Topfilme von Mel Gibson – und seine schlechtesten
Mel Gibson: Ein Leben im Licht und Schatten des Kinos
Mel Gibson ist eine ikonische Figur der Filmgeschichte. Seine Karriere als Schauspieler und Regisseur hat unvergessliche Spuren hinterlassen. Doch wie viele Stars, die in den Strudel der Berühmtheit gerieten, musste auch er mit den Folgen seines Erfolgs umgehen. Am 3. Januar feiert Gibson seinen 70. Geburtstag – ein Anlass, um auf seine beeindruckenden Rollen zurückzublicken, aber auch auf einige seiner weniger gelungenen Projekte.
Die frühen Jahre: Mad Max und die Aufstiegsgeschichte
Mel Gibsons Karriere begann mit einer Rolle, die ihn für immer veränderte. In “Mad Max” (1979) spielt er den Polizisten Max Rockatansky, der nach dem Tod seiner Familie in eine Welt der Barbarei und Chaos flüchtet. Der Film, geschaffen von George Miller, ist eine düstere Zukunftsvision, in der die Moral verloren gegangen ist. Die Action, die Atmosphäre und die Darstellung der Verzweiflung machten “Mad Max” zu einem Kultfilm. Es war dieser Film, der Gibson international bekannt machte und zum Superstar machte.
Ein Jahr später folgte “Mad Max II – Der Vollstrecker” (1981), eine noch düsterere Fortsetzung. Hier wird die Ursache des Chaos konkret: Der Mensch hat durch den Kampf um Öl die Welt zerstört. Gibson spielt hier wieder Max, der sich in der Wüste als „Vollstrecker“ der Gerechtigkeit fühlt. Die Verfolgungsjagden und die visuelle Pracht des Films unterstreichen, warum dieser Film bis heute als Meisterwerk gilt.
Lethal Weapon: Eine Actionkomödie mit Witz
Im Jahr 1987 brachte Gibson mit “Lethal Weapon – Zwei stahlharte Profis” einen anderen Aspekt seiner Fähigkeiten zum Vorschein. In dieser Actionkomödie spielt er Martin Riggs, einen impulsiven und unberechenbaren Polizisten, der zusammen mit seinem Partner Roger Murtaugh (Danny Glover) einen Mordfall aufklärt. Im Gegensatz zu den düsteren “Mad Max”-Filmen ist dieser Film voller Humor und Witz. Es ist eine typische Buddy-Film-Story, die mit einer Botschaft über Freundschaft und Zusammenhalt endet.
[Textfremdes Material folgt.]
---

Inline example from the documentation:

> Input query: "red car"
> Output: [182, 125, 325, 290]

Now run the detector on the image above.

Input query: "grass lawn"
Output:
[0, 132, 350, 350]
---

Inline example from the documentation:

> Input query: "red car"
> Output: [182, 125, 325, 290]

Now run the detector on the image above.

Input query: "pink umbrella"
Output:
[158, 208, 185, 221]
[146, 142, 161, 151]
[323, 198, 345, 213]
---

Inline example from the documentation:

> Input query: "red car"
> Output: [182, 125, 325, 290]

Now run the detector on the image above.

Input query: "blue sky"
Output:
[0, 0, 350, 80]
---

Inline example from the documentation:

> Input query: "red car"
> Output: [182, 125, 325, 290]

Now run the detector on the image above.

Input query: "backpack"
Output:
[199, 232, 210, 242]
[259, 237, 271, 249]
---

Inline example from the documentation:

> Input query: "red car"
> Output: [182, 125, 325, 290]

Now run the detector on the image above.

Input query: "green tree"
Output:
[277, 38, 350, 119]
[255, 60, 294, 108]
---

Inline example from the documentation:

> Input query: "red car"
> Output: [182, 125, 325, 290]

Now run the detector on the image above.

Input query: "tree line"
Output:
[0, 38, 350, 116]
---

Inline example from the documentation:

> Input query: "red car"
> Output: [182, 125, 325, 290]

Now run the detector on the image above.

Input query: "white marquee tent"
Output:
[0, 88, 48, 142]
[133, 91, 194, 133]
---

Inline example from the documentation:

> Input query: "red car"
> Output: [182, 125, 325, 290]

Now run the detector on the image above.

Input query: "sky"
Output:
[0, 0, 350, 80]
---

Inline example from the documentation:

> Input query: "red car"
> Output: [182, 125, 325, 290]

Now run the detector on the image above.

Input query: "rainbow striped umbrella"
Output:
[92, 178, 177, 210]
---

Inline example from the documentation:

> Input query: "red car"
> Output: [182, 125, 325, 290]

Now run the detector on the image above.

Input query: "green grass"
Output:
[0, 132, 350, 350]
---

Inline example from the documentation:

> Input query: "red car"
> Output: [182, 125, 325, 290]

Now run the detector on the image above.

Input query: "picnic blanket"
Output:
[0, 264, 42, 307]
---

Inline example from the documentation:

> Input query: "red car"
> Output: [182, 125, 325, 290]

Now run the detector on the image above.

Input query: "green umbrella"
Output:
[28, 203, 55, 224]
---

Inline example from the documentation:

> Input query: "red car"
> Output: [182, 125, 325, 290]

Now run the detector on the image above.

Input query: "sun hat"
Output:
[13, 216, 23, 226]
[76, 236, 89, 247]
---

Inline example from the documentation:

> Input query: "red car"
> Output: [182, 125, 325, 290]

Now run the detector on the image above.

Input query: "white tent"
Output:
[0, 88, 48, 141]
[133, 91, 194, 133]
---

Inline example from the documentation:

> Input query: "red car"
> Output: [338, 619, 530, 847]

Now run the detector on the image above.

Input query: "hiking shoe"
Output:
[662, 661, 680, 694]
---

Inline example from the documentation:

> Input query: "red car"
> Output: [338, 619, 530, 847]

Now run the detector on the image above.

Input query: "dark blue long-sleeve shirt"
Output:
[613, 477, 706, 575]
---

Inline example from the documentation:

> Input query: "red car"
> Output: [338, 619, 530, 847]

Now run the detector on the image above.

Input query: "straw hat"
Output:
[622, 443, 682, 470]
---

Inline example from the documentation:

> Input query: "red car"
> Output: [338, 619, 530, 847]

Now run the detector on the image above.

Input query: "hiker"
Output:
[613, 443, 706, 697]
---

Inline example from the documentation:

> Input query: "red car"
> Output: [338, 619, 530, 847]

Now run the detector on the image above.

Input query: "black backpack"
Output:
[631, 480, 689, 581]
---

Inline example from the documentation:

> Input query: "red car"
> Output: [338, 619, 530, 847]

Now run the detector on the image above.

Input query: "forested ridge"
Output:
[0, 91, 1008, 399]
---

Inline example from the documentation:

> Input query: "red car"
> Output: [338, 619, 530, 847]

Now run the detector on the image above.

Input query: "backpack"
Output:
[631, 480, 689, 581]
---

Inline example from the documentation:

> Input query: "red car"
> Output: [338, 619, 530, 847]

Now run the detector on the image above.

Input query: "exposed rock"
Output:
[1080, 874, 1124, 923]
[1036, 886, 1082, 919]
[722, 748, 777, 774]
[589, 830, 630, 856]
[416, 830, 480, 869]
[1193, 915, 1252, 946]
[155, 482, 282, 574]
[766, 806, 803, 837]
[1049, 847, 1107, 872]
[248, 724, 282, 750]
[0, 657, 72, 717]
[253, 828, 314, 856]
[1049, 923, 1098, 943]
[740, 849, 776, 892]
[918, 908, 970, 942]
Braveheart: Der Höhepunkt seiner Karriere
Der Film, der Mel Gibsons Karriere auf die höchste Stufe hob, ist “Braveheart” (1995). In dieser epischen Geschichte spielt Gibson William Wallace, einen schottischen Freiheitskämpfer. Der Film erreichte nicht nur kommerziellen Erfolg, sondern auch kritische Anerkennung. Er gewann fünf Oscars, darunter den Preis für den besten Film und die beste Regie. Mit “Braveheart” zeigte Gibson, dass er nicht nur ein Action-Star sein konnte, sondern auch in historischen Dramen brillieren konnte.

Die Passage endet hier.